The broad goal is to assess the hydrologic cycle and how it will impact soil moisture and water uptake and measure the differences in hydrologic fluxes between hemlock and deciduous forest stands. Ultimately, the ongoing project will help researchers determine how nitrogen cycling in soils, the hydrology and microclimate of the forest might be altered should the hemlock species die out.

Top: Engineering majors Jake Pecht ’12 and Meghan Mussehl ’12 collect and measure rainwater as it falls through the thick canopies of hemlock trees. Bottom: Back in the Smith lab, Stacie Mansen, an Ada Comstock scholar, sieves through the samples she has collected from soil pits at the MacLeish Field Station.

Only a 10-minute hike away, under the dense outstretched branches of hemlocks and along another flagged trail blanketed by dry leaves, Team Hydro did their own measurements and sample gathering.
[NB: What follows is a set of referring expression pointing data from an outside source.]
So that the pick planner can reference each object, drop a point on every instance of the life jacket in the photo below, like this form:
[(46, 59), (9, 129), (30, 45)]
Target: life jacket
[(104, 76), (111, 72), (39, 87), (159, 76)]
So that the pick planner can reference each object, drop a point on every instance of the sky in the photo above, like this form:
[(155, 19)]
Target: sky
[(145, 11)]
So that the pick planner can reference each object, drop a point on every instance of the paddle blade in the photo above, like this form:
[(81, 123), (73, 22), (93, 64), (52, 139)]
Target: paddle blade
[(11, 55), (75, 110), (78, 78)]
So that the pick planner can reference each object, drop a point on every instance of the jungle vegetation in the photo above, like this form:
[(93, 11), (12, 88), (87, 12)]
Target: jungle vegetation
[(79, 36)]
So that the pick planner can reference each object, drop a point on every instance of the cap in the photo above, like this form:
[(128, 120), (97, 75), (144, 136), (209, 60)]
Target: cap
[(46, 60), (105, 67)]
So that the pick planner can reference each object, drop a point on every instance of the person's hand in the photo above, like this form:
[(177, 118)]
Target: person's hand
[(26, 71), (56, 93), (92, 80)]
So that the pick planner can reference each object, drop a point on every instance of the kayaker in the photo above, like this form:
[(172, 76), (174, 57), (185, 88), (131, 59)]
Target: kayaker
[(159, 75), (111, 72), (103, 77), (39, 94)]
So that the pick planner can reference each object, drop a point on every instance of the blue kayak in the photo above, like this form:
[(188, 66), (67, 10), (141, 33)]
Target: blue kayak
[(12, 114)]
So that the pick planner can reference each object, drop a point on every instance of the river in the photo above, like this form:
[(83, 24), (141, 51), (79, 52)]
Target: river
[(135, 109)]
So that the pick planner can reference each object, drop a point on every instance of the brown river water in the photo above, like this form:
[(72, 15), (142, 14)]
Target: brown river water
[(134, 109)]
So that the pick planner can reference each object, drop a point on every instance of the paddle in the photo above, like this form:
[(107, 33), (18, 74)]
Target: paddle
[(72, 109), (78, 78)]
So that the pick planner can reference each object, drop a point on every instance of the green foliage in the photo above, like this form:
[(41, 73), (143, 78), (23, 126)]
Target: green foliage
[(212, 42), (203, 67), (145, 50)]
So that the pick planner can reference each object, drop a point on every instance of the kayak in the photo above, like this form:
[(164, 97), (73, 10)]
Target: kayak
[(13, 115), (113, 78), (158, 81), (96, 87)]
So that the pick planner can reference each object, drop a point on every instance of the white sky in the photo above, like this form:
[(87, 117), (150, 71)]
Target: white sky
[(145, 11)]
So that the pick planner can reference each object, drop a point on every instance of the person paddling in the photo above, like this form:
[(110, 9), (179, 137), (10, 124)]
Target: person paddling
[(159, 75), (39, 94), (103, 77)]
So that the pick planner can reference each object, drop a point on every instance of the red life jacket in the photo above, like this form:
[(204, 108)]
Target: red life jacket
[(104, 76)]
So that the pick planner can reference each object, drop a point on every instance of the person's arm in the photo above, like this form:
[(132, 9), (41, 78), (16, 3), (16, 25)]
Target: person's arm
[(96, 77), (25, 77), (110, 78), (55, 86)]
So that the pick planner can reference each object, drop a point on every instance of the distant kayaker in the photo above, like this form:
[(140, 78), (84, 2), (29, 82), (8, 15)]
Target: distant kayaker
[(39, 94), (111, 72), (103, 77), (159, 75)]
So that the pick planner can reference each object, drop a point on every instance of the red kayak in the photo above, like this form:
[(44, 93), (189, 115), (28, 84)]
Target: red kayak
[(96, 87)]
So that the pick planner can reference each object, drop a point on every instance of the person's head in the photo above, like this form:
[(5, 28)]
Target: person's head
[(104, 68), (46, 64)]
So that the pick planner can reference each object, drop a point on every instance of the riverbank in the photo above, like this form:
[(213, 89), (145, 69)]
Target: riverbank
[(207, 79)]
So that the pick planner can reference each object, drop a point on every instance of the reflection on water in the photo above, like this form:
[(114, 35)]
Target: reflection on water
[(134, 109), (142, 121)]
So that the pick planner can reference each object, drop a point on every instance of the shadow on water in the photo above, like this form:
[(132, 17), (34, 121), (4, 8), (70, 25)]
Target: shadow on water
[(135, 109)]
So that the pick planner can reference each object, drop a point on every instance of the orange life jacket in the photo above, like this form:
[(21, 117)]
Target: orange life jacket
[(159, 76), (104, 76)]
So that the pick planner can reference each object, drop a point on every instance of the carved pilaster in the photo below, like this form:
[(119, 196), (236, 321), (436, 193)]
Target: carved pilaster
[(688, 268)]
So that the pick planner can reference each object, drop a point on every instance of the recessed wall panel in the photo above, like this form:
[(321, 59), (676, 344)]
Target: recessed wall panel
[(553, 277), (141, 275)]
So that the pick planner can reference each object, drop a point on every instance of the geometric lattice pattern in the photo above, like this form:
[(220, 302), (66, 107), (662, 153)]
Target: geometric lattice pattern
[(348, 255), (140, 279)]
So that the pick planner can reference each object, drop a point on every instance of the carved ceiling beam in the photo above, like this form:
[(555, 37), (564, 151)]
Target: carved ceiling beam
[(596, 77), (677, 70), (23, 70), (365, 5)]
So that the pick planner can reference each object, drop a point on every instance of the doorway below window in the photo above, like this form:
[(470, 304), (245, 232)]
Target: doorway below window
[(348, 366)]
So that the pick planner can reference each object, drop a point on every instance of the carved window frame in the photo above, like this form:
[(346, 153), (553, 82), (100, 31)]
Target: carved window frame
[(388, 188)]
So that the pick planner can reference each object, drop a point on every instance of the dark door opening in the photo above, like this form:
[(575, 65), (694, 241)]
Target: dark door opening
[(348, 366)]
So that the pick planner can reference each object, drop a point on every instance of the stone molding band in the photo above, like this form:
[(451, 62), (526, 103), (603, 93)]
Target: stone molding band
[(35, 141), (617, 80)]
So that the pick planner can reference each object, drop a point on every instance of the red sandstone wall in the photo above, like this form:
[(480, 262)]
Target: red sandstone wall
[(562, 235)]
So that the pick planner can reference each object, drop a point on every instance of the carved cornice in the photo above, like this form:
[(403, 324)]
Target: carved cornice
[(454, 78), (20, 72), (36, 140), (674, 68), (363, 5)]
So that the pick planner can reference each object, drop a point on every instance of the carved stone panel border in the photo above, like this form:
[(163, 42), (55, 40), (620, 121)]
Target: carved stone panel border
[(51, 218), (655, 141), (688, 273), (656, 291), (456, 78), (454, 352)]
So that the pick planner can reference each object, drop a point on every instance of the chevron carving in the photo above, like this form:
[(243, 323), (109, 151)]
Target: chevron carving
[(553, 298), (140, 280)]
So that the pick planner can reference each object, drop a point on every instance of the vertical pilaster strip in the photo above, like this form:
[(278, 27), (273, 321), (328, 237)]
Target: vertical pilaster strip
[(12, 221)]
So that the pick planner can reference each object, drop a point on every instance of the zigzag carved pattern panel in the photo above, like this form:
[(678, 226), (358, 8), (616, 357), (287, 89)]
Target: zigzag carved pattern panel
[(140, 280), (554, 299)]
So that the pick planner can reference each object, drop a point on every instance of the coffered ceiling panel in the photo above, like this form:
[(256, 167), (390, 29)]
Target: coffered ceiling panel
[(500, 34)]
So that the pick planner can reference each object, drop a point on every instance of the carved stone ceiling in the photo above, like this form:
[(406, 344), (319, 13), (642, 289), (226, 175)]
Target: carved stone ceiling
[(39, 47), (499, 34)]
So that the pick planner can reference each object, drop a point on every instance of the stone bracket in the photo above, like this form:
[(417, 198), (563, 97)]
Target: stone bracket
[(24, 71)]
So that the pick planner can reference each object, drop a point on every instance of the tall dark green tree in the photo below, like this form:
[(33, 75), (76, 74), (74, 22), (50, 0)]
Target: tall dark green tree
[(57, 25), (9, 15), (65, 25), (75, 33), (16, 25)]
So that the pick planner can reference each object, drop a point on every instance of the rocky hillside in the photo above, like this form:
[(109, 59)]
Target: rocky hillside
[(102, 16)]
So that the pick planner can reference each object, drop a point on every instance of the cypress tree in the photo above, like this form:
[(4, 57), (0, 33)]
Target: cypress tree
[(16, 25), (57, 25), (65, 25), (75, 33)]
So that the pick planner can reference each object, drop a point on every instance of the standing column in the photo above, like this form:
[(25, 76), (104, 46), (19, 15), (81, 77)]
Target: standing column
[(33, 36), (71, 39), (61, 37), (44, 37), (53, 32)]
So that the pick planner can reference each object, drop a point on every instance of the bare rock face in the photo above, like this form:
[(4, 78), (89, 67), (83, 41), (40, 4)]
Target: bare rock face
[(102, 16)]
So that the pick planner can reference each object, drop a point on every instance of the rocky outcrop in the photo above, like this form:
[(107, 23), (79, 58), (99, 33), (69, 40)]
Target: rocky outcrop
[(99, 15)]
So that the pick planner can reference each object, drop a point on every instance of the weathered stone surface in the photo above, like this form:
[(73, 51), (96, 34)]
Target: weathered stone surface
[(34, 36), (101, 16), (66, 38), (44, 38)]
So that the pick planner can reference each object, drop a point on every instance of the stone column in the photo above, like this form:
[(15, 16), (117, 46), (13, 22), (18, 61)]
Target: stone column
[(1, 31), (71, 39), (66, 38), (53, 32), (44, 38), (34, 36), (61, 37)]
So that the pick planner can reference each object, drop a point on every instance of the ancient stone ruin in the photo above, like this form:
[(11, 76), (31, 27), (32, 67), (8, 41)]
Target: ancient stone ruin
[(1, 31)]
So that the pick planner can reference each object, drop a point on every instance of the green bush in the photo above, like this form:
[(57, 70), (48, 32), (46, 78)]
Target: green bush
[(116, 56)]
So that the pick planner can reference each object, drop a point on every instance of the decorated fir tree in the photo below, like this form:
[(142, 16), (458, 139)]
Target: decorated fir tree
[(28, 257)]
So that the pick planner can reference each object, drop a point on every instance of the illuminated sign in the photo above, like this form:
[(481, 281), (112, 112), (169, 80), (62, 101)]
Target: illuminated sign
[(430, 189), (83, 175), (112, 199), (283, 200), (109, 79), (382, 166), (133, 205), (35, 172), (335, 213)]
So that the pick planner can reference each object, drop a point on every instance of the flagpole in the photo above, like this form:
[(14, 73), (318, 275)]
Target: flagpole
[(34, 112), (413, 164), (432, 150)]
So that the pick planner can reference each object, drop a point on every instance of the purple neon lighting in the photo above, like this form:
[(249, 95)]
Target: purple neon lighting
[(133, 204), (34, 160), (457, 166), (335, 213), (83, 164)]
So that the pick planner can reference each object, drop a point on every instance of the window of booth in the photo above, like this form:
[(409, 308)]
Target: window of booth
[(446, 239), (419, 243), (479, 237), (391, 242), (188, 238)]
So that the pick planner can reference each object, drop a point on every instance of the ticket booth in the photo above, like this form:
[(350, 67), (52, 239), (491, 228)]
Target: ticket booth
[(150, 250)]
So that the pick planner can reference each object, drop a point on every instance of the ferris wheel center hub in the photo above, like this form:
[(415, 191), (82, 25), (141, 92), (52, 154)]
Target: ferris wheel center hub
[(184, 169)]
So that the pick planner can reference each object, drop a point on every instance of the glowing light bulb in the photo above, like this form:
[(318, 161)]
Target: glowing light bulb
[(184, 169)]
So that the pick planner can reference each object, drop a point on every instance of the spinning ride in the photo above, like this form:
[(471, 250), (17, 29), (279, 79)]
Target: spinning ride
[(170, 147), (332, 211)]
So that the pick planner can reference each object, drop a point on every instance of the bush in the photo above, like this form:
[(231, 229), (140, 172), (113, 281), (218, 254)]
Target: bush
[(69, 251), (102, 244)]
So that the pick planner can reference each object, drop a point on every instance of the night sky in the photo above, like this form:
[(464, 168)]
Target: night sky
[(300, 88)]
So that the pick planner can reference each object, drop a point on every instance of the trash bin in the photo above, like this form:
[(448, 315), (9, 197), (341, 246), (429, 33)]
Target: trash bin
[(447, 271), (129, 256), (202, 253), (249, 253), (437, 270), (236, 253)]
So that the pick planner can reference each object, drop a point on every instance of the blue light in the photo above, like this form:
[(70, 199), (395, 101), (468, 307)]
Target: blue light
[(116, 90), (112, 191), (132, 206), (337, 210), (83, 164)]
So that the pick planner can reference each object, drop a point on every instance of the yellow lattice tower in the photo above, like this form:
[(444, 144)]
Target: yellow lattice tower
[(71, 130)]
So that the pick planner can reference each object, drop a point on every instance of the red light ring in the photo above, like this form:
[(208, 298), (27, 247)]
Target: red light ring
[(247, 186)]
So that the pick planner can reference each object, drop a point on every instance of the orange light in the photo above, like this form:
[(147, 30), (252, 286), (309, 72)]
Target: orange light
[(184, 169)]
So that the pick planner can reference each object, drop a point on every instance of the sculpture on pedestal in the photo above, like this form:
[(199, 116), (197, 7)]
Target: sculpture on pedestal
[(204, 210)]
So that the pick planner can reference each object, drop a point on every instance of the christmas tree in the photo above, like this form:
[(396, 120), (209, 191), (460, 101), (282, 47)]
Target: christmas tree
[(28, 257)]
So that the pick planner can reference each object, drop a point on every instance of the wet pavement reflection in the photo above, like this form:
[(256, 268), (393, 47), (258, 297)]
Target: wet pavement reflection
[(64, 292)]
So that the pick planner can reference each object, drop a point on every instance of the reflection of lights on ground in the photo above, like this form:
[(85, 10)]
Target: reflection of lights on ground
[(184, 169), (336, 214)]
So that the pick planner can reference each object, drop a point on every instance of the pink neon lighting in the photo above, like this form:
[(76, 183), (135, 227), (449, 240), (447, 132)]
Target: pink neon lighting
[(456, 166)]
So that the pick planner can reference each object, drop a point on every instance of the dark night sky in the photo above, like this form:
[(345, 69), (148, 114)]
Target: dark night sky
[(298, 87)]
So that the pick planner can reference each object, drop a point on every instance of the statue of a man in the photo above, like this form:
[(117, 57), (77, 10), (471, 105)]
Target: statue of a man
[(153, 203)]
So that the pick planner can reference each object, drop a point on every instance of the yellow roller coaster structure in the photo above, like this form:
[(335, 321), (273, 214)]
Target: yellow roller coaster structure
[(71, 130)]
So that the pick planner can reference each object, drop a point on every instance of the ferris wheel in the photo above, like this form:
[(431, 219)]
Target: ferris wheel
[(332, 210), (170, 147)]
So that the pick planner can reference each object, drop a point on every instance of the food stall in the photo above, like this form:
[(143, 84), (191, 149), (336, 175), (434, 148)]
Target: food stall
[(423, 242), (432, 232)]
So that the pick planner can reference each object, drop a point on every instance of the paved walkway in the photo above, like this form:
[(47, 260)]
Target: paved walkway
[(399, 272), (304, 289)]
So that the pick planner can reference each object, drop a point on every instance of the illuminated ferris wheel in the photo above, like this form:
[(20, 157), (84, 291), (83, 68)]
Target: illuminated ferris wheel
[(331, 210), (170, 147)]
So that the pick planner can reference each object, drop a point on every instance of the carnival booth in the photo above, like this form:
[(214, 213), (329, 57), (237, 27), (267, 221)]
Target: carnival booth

Engineering majors Meghan Mussehl ’12 and Jake Pecht ’12 worked in a spot where the forest floor is mapped out in plots, marked by grids of string and graduated cylinders that collect and measure rainwater as it falls through the thick canopies of trees.

“As hemlock forests die out, new growth is intruding. This is going to affect forest ecology and hydrology,” Mussehl says. Their hydrologic research project measures both throughfall, the amount of rain that falls to the ground, and sap flux, the fluid transported through plant tissues.

The impact of the hemlock woolly adelgid on the hemlock forests and the water cycle in New England could be significant, according to Associate Professor of Engineering Andrew Guswa and director of the Smith Center for the Environment, Ecological Design and Sustainability (CEEDS). The destruction of eastern hemlock forests by the invasive pest has the potential to transform the water cycle throughout New England.

Analyzing and collecting sap flux involves the methodology of tree coring, in which researchers have to drill into the trunk of a tree to allow for insertion of a probe. This comes with its own technological challenges, says Pecht with a smile. “We've broken six drill bits so far trying to core.”